Cathy Gilliat-Smith (born 19 March 1981, also known as Cath Nicholson) is an English international field hockey player who played as a forward for England and Great Britain, achieving 64 international caps.

She currently plays club hockey in the Investec Women's Hockey League Premier Division for East Grinstead.

==Personal life==
Cathy Gilliat-Smith was born in Sevenoaks, Kent and attended Tonbridge Grammar School between 1992 and 2000, after which she attended Loughborough University, graduating with a degree in sports science in 2004.

In November 2011 she gave birth to twins, a boy and a girl. She returned to playing hockey about four months later, in early 2012, playing for Sevenoaks Hockey Club in the England Hockey national league.

On 4 July 2015, Gilliat-Smith married her partner of 15 years, Trevor Nicholson.

She is a teacher at Sevenoaks School, Kent. She is Head of Hockey, runs the girls' athletics programme, teaches PE and design, and is assistant to the Housemaster of Johnsons House as well as tutoring the Middle School boys of Johnsons.

==Career==
Gilliat-Smith was selected for the England Women's U21 squad to play in the Junior Nations Cup in 2002 European Junior (Women) Nations Cup in Jaen, Spain and was a member of the England U21 squad that toured South Africa in early 2001.

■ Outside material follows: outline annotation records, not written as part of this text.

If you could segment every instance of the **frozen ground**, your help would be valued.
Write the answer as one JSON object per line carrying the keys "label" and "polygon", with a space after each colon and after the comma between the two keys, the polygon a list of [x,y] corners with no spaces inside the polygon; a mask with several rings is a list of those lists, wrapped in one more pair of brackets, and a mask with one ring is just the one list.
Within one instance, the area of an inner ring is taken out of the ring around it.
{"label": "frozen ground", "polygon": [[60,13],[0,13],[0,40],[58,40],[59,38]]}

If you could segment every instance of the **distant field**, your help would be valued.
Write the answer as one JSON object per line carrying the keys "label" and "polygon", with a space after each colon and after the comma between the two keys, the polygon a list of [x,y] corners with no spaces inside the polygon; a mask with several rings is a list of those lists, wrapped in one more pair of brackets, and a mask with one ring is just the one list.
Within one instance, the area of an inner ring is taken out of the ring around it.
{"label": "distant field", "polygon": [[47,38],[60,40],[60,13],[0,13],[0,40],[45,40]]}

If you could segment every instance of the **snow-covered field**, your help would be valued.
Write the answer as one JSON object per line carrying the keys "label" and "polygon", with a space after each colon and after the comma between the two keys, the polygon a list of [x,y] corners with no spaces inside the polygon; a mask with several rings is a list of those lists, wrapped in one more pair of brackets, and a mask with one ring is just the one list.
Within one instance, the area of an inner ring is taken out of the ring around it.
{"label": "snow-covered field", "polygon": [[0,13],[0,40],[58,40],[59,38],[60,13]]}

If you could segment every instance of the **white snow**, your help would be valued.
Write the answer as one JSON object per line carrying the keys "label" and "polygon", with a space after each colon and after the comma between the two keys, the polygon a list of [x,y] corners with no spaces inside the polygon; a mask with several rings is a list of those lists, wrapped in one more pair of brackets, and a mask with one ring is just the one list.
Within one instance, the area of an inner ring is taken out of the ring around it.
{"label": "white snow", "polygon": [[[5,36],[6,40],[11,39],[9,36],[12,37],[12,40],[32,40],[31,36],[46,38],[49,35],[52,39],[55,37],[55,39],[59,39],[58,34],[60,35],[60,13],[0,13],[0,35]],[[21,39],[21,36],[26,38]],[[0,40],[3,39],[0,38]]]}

She made her senior international debut for England in 2002. With the England team at the Eurohockey Nations Championships she twice won bronze medals – in Dublin in 2005 and in Manchester in 2007. She was in the squad that won a bronze medal in the 2006 Melbourne Commonwealth Games.

She has played for a number of Investec Women's Hockey League clubs including Loughborough Students, Chelsmford, Canterbury and Sevenoaks Hockey Club.

In 2020 Gilliat-Smith made her Stoolball debut for Weald, scoring 95 runs.